Whistler is one step closer to getting into the forestry business with its neighbouring First Nations, despite concerns raised at the council table.
On Monday council signed a letter of intent outlining its goal to establish a Community Forest with Squamish Nation and Lil’wat Nation in the forested area surrounding the resort municipality. This letter is the precursor to the official application process.
But three councillors — Eckhard Zeidler, Nancy Wilhelm-Morden and Ralph Forsyth — were wary of aspects of the deal and voiced their opposition. It passed in a four to three vote.
“The devil is in the detail,” said Wilhelm-Morden, who used her legal expertise to back up her concerns.
She was referring specifically to one section of the deal, which addresses the botanicals and non-timber forest products within the Community Forest area — things like mushrooms and blueberries.
First Nations have negotiated a clause which states: “The traditional use, management and rights (including intellectual property rights) to botanicals and non-timber forest products will be recognized as belonging to the Lil’wat and Squamish…. Any harvesting of botanicals and non-timber forest products would be required to be consistent with the Squamish and Lil’wat land use plans…”
Some of the councillors in opposition called the issue a “show-stopper”. They worried what that clause would mean to local residents who want to collect berries or mushrooms in the Community Forest area.
“If we’ve signed that letter of intent with this language,” said Wilhelm-Morden, “we’re done.”
Despite calls to hold off on a decision until the matter was clarified, the majority of council voted to move ahead.
Other councillors did not share the concern, particularly Mayor Ken Melamed who has personally been involved with the negotiations with First Nations. The clause was an important factor for First Nations involvement he said and was not a “casual insertion.”
This deal, he reminded council, has been fraught with delay and has been years in the making.
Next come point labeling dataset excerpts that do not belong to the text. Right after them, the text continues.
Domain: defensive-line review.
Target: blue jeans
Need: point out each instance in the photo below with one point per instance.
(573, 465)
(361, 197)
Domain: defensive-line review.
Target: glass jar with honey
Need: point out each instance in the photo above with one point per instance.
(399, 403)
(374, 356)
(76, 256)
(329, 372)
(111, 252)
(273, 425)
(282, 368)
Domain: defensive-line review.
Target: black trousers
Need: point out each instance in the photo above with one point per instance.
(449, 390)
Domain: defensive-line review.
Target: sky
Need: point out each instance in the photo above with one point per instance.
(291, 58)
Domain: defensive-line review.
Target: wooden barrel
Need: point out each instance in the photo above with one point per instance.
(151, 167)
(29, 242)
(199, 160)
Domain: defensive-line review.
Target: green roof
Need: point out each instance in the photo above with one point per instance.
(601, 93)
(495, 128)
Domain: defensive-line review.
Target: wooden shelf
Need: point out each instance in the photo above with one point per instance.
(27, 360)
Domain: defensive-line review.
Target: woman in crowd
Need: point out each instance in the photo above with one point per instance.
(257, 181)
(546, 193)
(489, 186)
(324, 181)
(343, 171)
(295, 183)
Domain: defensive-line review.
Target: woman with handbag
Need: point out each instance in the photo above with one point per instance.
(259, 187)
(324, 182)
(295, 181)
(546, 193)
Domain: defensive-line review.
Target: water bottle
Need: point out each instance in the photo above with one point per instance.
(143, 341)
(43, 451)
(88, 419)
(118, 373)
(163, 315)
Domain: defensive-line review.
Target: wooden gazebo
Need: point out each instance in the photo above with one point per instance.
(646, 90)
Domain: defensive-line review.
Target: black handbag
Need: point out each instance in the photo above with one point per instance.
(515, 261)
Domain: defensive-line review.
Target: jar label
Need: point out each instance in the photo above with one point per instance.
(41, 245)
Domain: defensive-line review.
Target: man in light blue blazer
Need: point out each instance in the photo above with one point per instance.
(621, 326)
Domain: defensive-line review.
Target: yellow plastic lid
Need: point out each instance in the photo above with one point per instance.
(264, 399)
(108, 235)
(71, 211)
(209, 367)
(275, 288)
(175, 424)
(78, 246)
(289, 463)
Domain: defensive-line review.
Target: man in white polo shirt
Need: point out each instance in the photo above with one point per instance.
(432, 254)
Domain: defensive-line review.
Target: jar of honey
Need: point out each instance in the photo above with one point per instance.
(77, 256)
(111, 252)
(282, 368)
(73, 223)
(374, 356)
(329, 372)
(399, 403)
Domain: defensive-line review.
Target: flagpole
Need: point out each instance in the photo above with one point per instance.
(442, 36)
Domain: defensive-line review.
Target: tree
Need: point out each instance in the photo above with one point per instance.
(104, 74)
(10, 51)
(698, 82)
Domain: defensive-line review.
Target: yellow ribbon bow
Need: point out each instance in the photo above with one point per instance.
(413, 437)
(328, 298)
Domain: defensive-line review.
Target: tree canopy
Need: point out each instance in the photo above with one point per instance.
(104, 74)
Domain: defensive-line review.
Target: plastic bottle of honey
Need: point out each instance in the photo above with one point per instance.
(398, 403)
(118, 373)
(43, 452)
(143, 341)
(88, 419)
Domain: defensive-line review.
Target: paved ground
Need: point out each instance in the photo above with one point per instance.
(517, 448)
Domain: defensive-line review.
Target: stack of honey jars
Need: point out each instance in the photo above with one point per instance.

He said he was “completely enthusiastic” about moving forward with the letter of intent, which both First Nations have already signed.
“I do not share some of the members of council’s hesitancy,” said the mayor. “This is a tremendous step forward. I don’t think it gives up anything.”
But the concerns didn’t stop at the botanicals.
“I have grave concerns about… the business plan,” said Forsyth. “It’s an enormous risk to move on.”
A business plan for the Community Forest will be developed in the first half of 2008. Council has set aside $105,000 in the budget to develop the concept further.
The staff report outlines that this business plan will determine if the venture is financially viable: “Due to the current depressed state of the coastal forest industry, the increased costs of implementing an ecosystem based management program, and a minimal amount of valuable wood available in the community forest land base in the short term (10-20 years), the profits generated will be small.”
The business will not move ahead if the plan determines that the partners have to subsidize the operation.
Councillor Gord McKeever said he had comfort in moving forward Monday night because the letter of intent was a non-binding document.
The Community Forest will stretch over 55,000 hectares (136 acres), giving the partners some management control of the land around the resort municipality.
The annual allowable cut for the partners is 20,000 cubic metres — the equivalent of 20,000 telephone poles. It will be harvested in small pockets of one or two acres across the landscape, rather than in one big clear-cut.